Risen 2: Dark Waters establishes itself from its outset as a kind of pirate fantasy: a world where swashbuckling and swabbing decks meet curses and esoteric voodoo. From the opening narration the flavor is set as salt-and-rum fantasy and it’s a matter of minutes before you climb a guard tower in the howling night to witness a monstrosity from beneath the waves tear apart a ship just off shore. Yet if you think Risen 2 intends to start with a bang you’d be wrong. A handful of unimposing button instructions lead you through a lean combat tutorial; a swift affair where some brisk button mashing allows you to quickly overcome the low-level squabs scuttling up the beach.
Flash forward and a conversation with a military superior attempts to set the narrative for the game. Military situations, political affiliations, location name, and a sprinkling of mythology come off as more dizzying and confusing than intriguing, however. Launching into a quest to find a magical weapon to kill the dastardly kraken, the narrative begins to make sense, but its failure to grab your attention early on means it’s up to the ludic systems to court your interest.
Luckily, they do. While Risen 2 fires the cannon too early with its narrative, the individual systems that make up the RPG and combat are introduced at a more appropriate pace.
A quick scan around the beginning area opens up a handful of quests. Skills are taught, at a fee, by various characters you’ll meet on your travels, so an emphasis naturally falls on looting and questing so you can get the cash to level up.
On the next island, a colonial outpost and network of thick jungle, character options open up, giving players a fair amount of freedom between the paths of cunning, gunplay, and pirate voodoo. Having to acquire these skills from NPCs means that the game can drip-feed you new play styles. During my time on this island, I could get a sense of character progression without ever really feeling overwhelmed by new controls or strategies.
Of course leveling requires money, and money requires the execution of menial tasks for the work-shy members of Risen 2’s vibrant world. In this regard Risen 2 plays like an old-school adventure game with an RPG thrown over it like a snug blanket.
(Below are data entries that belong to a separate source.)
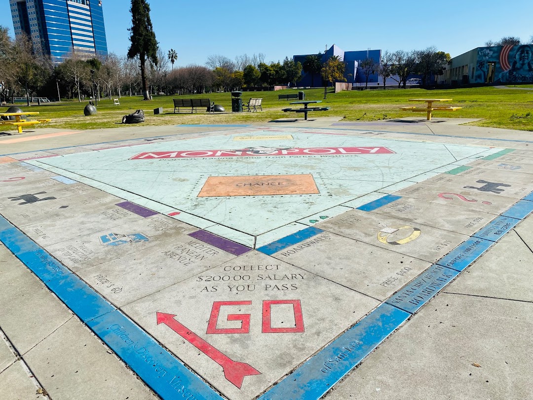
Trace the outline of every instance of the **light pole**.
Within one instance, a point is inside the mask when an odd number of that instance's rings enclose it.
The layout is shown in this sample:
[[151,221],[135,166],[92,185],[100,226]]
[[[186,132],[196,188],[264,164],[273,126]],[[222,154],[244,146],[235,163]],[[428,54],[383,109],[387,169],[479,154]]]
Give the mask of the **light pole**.
[[327,96],[328,92],[328,45],[326,45],[326,69],[324,73],[324,99]]

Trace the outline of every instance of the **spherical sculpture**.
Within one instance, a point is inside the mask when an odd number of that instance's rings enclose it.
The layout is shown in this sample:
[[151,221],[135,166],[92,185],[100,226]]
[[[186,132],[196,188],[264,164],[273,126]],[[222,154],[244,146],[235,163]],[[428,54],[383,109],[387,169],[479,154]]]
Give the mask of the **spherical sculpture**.
[[83,114],[86,116],[96,115],[96,108],[93,105],[92,101],[90,101],[89,103],[85,106],[85,108],[83,109]]

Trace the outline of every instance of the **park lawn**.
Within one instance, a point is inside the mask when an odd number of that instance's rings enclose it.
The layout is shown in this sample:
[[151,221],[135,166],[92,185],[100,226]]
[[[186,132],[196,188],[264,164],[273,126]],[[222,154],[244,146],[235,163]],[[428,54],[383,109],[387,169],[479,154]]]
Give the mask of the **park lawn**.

Progression, whether it’s through the main quest, or the many side quests, is largely dependent on your ability to find the right NPC or select the correct scrap of dialogue. Captain Steelbeard appears to have an awfully strict and convoluted method of recruiting sailors for his crew – one that had me scratching my head and wandering aimlessly for quite some time.
Very little during my time with Risen 2came across as particularly objectionable. The narrative had me entirely lost and apathetic but the mechanics of the role-playing game were introduced gradually and appropriately, allowing me to experiment and get comfortable with the different nuances of combat without having to completely commit to any one path. The melee combat, consisting of deftly timed parries and strikes, could feel bogged down against a handful of enemies, but usually offered a satisfying way to sweep through foes. Perhaps future branches on the skill tree will help players deal with groups easier, perhaps the narrative arc will deign to let me aboard at some point, and hopefully the final build will eliminate all of those graphical niggles.
Regardless, Risen 2 shows heaps of promise; its rich setting and nods toward open-world exploration and freedom hint at something very enthralling, and gaming has been in need of a solid pirate-themed RPG for ages. If the game can play to its strengths then it could be great, offering a richly detailed swashbuckling adventure with a satisfying and rewarding role playing progression. If not, then it could drift unnoticed out to sea, left to sink among graphical peculiarities and an obtuse story.
Players will find out for sure when the game is released on April 24th for the Xbox 360, PlayStation 3, and PC.